Beispiel Shades of Grey: Vor dem Hype gab es den erotischen Liebesroman in Deutschland nicht. Es gab die Historicals und es gab ein paar tapfere Kleinverlage, die das Genre eher schlecht verkauften. Aber im Großverlag gab es im wesentlichen nur platte Erotik. Der gefühlvolle, erotische Liebesroman konnte sich nur Dank SoG in Deutschland etablieren. Und über die Salonfähigkeit von guter SM-Unterhaltungsliteratur, die sich auch nur dank SoG etablieren konnte (auch wenn SoG selbst NICHT dazu gehört), brauchen wir auch nicht zu reden.

Ich denke, was viele Leute bei der ganzen Diskussion über "das darf man und das sollte man doch als Autor nicht" vergessen, ist, dass es meist gar nicht so sehr auf den Inhalt eines Buches ankommt, sondern auf die Diskssuion, die dadurch in Gang kommt. Ich kenne keine Zahlen, aber ich möchte darauf wetten, dass vor Twilight kaum jemand wirklich wusste, was eine missbräuchliche Beziehung ausmacht. Nun wissen es sehr viele Leute, die sonst damit nie in Berührung gekommen wären. Und was die schädliche Wirkung solcher Literatur angeht: Die hat sie nur, wenn der Leser nicht durch sein soziales Umfeld ein stabiles Wertesystem mitbekommen hat. Und dann richtet ein Roman auch schon keinen (großen) Schaden mehr an.

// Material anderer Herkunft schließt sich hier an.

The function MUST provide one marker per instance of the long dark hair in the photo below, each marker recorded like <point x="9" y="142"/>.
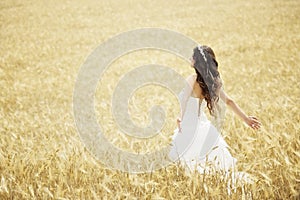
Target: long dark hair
<point x="208" y="76"/>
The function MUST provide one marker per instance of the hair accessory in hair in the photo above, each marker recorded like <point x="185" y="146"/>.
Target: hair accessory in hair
<point x="202" y="52"/>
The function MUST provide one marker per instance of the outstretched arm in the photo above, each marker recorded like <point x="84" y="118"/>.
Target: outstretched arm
<point x="187" y="91"/>
<point x="250" y="120"/>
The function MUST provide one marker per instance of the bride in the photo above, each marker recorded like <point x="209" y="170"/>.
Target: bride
<point x="197" y="142"/>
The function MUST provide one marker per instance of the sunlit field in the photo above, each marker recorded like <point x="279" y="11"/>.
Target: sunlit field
<point x="43" y="44"/>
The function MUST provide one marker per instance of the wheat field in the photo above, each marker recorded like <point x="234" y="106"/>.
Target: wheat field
<point x="43" y="44"/>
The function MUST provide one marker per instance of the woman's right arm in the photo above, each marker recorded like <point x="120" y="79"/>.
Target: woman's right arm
<point x="250" y="120"/>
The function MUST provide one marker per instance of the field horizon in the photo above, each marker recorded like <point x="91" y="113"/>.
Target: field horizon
<point x="44" y="44"/>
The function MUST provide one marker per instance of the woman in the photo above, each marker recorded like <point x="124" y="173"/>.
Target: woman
<point x="197" y="142"/>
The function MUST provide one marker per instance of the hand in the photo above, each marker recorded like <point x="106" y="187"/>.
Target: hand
<point x="179" y="124"/>
<point x="253" y="122"/>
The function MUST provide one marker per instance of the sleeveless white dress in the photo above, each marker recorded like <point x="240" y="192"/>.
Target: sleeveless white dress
<point x="199" y="146"/>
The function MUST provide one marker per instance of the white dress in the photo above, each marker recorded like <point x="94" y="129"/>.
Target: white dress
<point x="199" y="146"/>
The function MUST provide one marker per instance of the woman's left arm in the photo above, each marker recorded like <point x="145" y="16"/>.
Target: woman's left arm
<point x="187" y="92"/>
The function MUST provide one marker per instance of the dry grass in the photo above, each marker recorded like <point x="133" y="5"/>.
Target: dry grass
<point x="43" y="44"/>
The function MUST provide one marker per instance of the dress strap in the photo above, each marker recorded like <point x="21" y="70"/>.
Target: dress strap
<point x="199" y="106"/>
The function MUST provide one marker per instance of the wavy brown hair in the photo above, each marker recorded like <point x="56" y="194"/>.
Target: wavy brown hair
<point x="208" y="76"/>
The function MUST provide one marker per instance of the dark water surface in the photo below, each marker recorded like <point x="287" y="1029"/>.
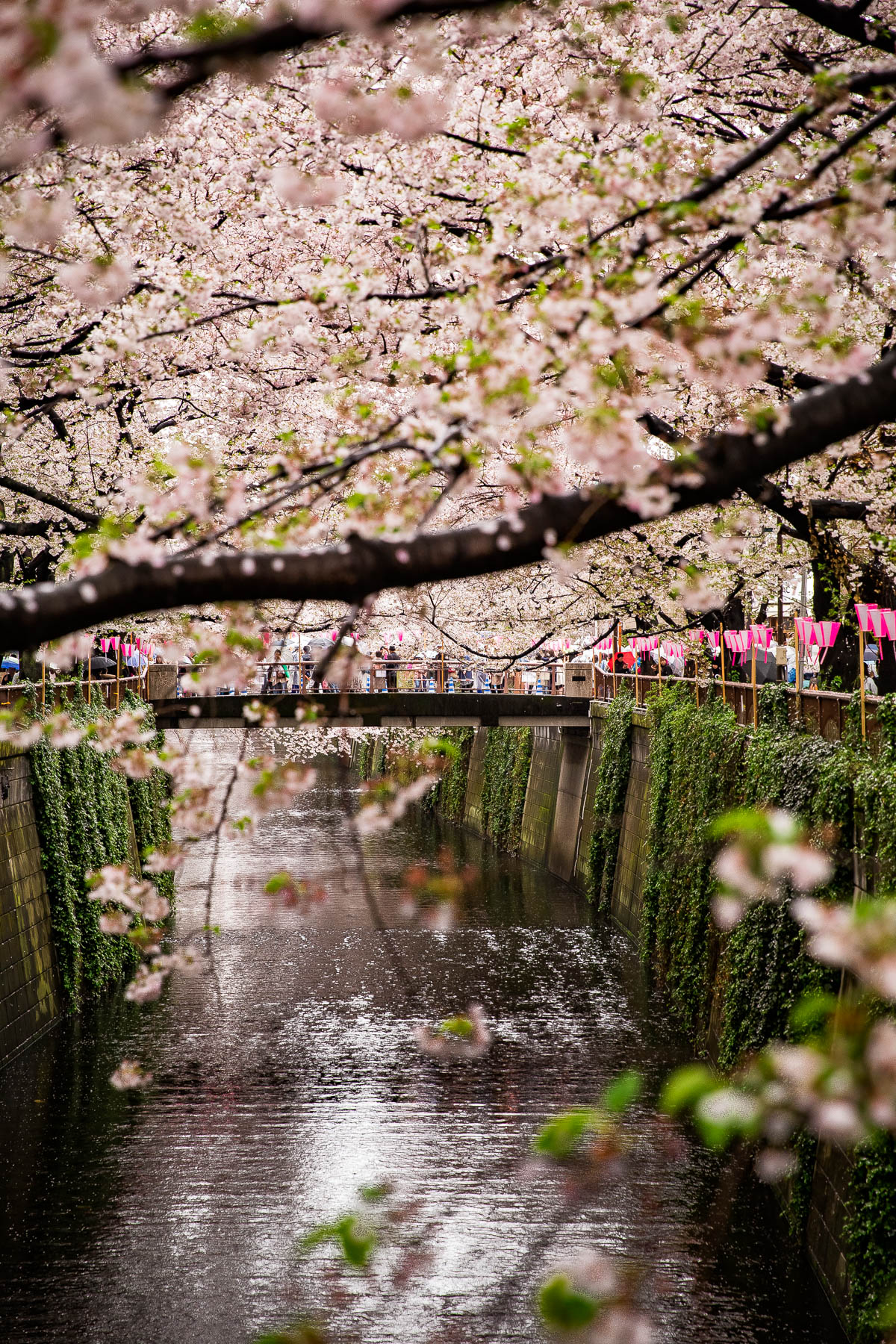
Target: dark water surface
<point x="173" y="1216"/>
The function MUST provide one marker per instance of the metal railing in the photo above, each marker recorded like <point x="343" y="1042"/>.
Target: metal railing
<point x="822" y="712"/>
<point x="421" y="675"/>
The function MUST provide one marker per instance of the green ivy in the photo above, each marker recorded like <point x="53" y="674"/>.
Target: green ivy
<point x="871" y="1236"/>
<point x="609" y="800"/>
<point x="505" y="773"/>
<point x="696" y="756"/>
<point x="84" y="816"/>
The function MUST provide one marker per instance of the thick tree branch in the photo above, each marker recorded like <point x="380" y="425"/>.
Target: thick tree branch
<point x="84" y="515"/>
<point x="359" y="566"/>
<point x="849" y="22"/>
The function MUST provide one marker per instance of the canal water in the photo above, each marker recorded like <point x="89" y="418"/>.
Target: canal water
<point x="292" y="1078"/>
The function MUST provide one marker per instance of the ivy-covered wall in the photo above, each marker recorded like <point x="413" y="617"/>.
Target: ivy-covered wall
<point x="89" y="815"/>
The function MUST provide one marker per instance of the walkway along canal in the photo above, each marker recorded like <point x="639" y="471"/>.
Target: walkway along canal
<point x="293" y="1080"/>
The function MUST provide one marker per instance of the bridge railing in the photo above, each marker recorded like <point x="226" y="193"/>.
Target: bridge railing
<point x="54" y="694"/>
<point x="422" y="675"/>
<point x="822" y="712"/>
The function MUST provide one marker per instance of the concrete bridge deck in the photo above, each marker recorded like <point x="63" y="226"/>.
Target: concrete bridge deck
<point x="390" y="710"/>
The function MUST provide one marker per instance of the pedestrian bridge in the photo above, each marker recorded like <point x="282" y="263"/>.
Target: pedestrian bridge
<point x="378" y="710"/>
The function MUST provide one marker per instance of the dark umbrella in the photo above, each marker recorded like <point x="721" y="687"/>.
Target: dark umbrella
<point x="100" y="665"/>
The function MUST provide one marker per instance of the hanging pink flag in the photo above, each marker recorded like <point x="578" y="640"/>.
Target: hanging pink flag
<point x="862" y="612"/>
<point x="738" y="640"/>
<point x="825" y="633"/>
<point x="883" y="621"/>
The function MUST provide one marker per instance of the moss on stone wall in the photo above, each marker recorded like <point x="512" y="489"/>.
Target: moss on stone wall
<point x="84" y="816"/>
<point x="609" y="800"/>
<point x="505" y="773"/>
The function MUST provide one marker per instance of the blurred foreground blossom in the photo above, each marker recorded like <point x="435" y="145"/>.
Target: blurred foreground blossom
<point x="768" y="853"/>
<point x="129" y="1074"/>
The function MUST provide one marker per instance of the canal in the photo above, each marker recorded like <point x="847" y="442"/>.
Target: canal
<point x="292" y="1078"/>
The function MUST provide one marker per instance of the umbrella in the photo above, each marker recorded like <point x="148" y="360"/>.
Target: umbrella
<point x="101" y="665"/>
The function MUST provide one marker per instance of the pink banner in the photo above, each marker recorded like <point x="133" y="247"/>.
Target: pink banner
<point x="824" y="633"/>
<point x="862" y="612"/>
<point x="738" y="640"/>
<point x="883" y="623"/>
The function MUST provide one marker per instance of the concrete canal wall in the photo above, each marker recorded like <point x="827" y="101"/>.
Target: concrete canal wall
<point x="63" y="813"/>
<point x="576" y="815"/>
<point x="28" y="977"/>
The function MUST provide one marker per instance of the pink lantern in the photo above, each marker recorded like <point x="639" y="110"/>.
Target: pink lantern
<point x="862" y="612"/>
<point x="802" y="625"/>
<point x="883" y="623"/>
<point x="824" y="633"/>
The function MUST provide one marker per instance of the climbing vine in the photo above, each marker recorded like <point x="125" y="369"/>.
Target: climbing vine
<point x="505" y="773"/>
<point x="609" y="800"/>
<point x="871" y="1234"/>
<point x="450" y="792"/>
<point x="82" y="808"/>
<point x="695" y="764"/>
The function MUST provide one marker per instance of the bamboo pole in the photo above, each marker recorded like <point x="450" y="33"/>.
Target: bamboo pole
<point x="862" y="673"/>
<point x="613" y="659"/>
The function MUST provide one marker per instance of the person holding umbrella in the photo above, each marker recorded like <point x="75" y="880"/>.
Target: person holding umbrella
<point x="8" y="668"/>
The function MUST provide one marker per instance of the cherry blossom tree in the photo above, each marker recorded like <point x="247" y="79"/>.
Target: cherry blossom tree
<point x="316" y="307"/>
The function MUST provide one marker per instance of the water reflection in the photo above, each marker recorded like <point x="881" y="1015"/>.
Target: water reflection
<point x="173" y="1216"/>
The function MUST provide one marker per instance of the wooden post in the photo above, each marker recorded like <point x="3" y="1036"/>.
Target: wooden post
<point x="862" y="673"/>
<point x="613" y="662"/>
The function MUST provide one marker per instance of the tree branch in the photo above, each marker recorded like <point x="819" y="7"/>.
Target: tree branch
<point x="84" y="515"/>
<point x="359" y="566"/>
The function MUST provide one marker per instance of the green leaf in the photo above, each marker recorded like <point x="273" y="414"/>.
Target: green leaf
<point x="622" y="1092"/>
<point x="356" y="1239"/>
<point x="564" y="1307"/>
<point x="684" y="1088"/>
<point x="561" y="1135"/>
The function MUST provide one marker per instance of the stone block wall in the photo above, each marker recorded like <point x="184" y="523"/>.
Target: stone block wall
<point x="567" y="813"/>
<point x="628" y="887"/>
<point x="541" y="794"/>
<point x="28" y="983"/>
<point x="474" y="783"/>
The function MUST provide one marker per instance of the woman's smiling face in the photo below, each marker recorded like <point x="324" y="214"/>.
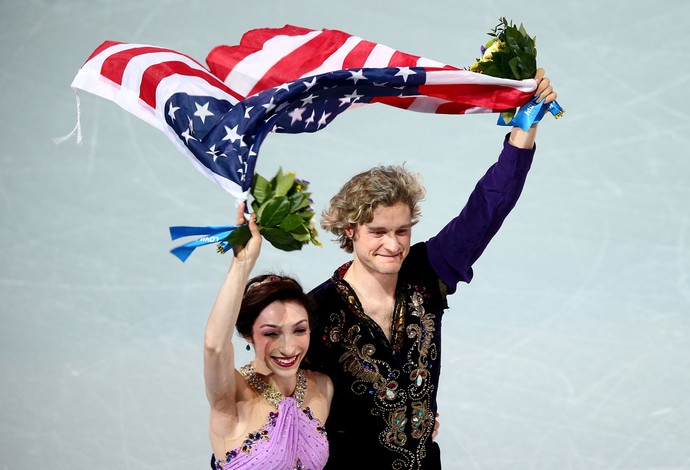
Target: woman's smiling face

Beispiel Vergewaltigungsfantasie: Ein Roman, der so etwas romantisiert, wird von den Lesern als Fantasie wahrgenommen. Die Leserinnen wissen, dass sie nicht vergewaltigt werden möchten, aber es macht sie eben an, es sich vorzustellen, warum das so ist, ist jetzt wieder eine andere Frage. Die Rape Culture wird aber nicht dadurch gefördert, sondern viel mehr z.B. durch Eltern, die kein Nein ihres Kindes in Bezug auf dessen eigenen Körper akzeptieren, weil sie es so niedlich finden, ihm ein Küsschen auf die dicke Backe zu geben, obwohl das Kind sich wehrt und nein sagt. Sie erziehen Kinder dadurch dazu, dass es okay ist, sich über ein Nein hinwegzusetzen. Diese kleinen Alltagssituationen machen meiner Meinung nach viel mehr aus, als ein Buch, das von den Leserinnen ganz eindeutig als Fantasie wahrgenommen wird.

Zitat
Ich möchte nur gute Geschichten schreiben.

Das.

Und solange man nicht den Anspruch erhebt, aufklären zu wollen, und dann lauter Unwahrheiten verbreitet, ist das legitim. (Schönes Beispiel hierzu "Thirteen Reasons Why". Tut so, als würde es aufklären wollen, verbreitet aber lauter gefährliche Halbwahrheiten.)

Mein Fazit: Ja, Literatur hat Verantwortung, aber Literatur kann und sollte immer im Kontext des Genres etc. betrachtet werden. Leser sind dazu in der Lage.